A24’s latest release A Different Man was written and directed by Aaron Schimberg and stars Adam Pearson and Sebastian Stan.
The dark comedy and psychological thriller acts as a mirror held up to society, spotlighting people’s biases and ultimately discomfort – reactions Stan experienced first-hand when he walked around New York City wearing his character’s facial prosthetics.
In A Different Man, Stan plays the role of aspiring actor Edward who has a genetic condition called neurofibromatosis which presents itself in the form of tumors on his face.
Left feeling isolated, Edward leaps at the change to undergo a radical medical procedure to remove the tumors, however, having the face of someone who is considered a conventionally attractive man doesn’t live up to everything he thought it would be.
The arrival of Oswald (Pearson) rubs salt in the wound and leaves Edward’s mental health deteriorating in a rapid and alarming manner.
When playing Edward pre-medical procedure, Stan was required to wear facial prosthetics to portray Edward’s neurofibromatosis and the actor tells LADbible: the prosthetics really ‘informed [his] whole character’ and ‘the whole experience of going into the movie’.
What’s more, Stan also spent time ‘going out into the world,’ walking around New York City while wearing the prosthetics, which he reflects as being ‘extremely educational in terms of just seeing how people react or don’t react’.
Sebastian Stan wore the prosthetics out in public (A24)
When asked what wearing the prosthetics taught him, Stan tells LADbible: “What did I learn? I think the world’s a cruel place.”
The actor explains he thinks ‘people project’ and while he doesn’t think everyone ‘inherently […] has a bad intention or anything’ many people ‘just don’t know how to deal with difference’.
“Yet we all are different in so many ways,” Stan adds. “And there’s very few people that actually genuinely have the curiosity to understand someone.”
So few, that there was actually only one specific group of people who interacted with Stan while he was wearing the prosthetics in public.
He reveals: “The only people who made any contact with me at all in those prosthetics were children. Everybody else was just either too scared or too worried about themselves.”
Stan reflects his experience wearing the prosthetics in public really highlights how much people ‘still have to learn,’ resolving: “I wish everybody would get to walk around in some prosthetics in New York City for one day and see the world through those lenses. I think it was really important to experience.”
A Different Man is in cinemas now.
Featured Image Credit: Francois G. Durand/Getty A24
Sebastian Stan has got a new movie out where he plays a man with neurofibromatosis, a skin condition which causes non-cancerous tumours to grow on nerve tissue.
In the film, Stan’s character Edward eventually gets facial reconstructive surgery to remove the tumours, but he then becomes obsessed with an actor called Oswald (Adam Pearson) who gets a job portraying him in a play.

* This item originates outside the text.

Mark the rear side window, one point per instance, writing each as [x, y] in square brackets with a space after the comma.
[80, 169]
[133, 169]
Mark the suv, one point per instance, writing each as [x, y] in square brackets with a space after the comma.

The film just recently released and has been garnering positive reviews from critics, with it currently enjoying a 90 percent rating on Rotten Tomatoes.
Stan and A Different Man co-star Adam Pearson recently appeared on This Morning to promote the movie.
While on there, he said that the movie’s makeup artist Mike Marino had once been double booked for one of the days of filming, which meant Stan got his facial prosthetics applied hours earlier.
That meant he was able to walk around in public for a while, saying: “It was extremely isolating. I was very scared. You stand out obviously, and there’s a powerless feeling to it, at least that was my experience.”
“It really pointed out that we still have to normalise this idea of being different.”
Adam Pearson and Sebastian Stan star in A Different Man (A24)
Elsewhere in the interview, Stan said the new movie was ‘really special’ as well as being ‘unpredictable and a lot of fun’.
Pearson, who previously appeared alongside Scarlett Johansson in Under the Skin, said: “There’s no suspense or jump scare, or any of the old tropes that we normally see around disfigurement, like villainy, victimhood or false heroism.
“He’s just a guy that charms his way through life.”
During a press conference for the movie Stan said: “I think ultimately it’s just interesting to hear this point, because I feel to some extent that’s one of the things the film is saying, you know, is that we have these preconceived ideas.
“We’re not really educated on how to really understand this experience.
Sebastian Stan and Adam Pearson’s new movie is out now (Matt Winkelmeyer/Getty)
“So I can’t really speak to that, one of the things I love about the movie is that he’s offering you a way to kind of look at it.
“Hopefully if you can have the same objective point of view while you’re experiencing the film, then maybe you can pick apart the initial instincts that you have, and maybe those aren’t always the right ones.”
Pearson added: “This was the hook that we gave to Sebastian – You don’t know what it’s like to have a disfigurement, but you do know what it’s like to not have privacy and to have your life constantly invaded. You become public property.”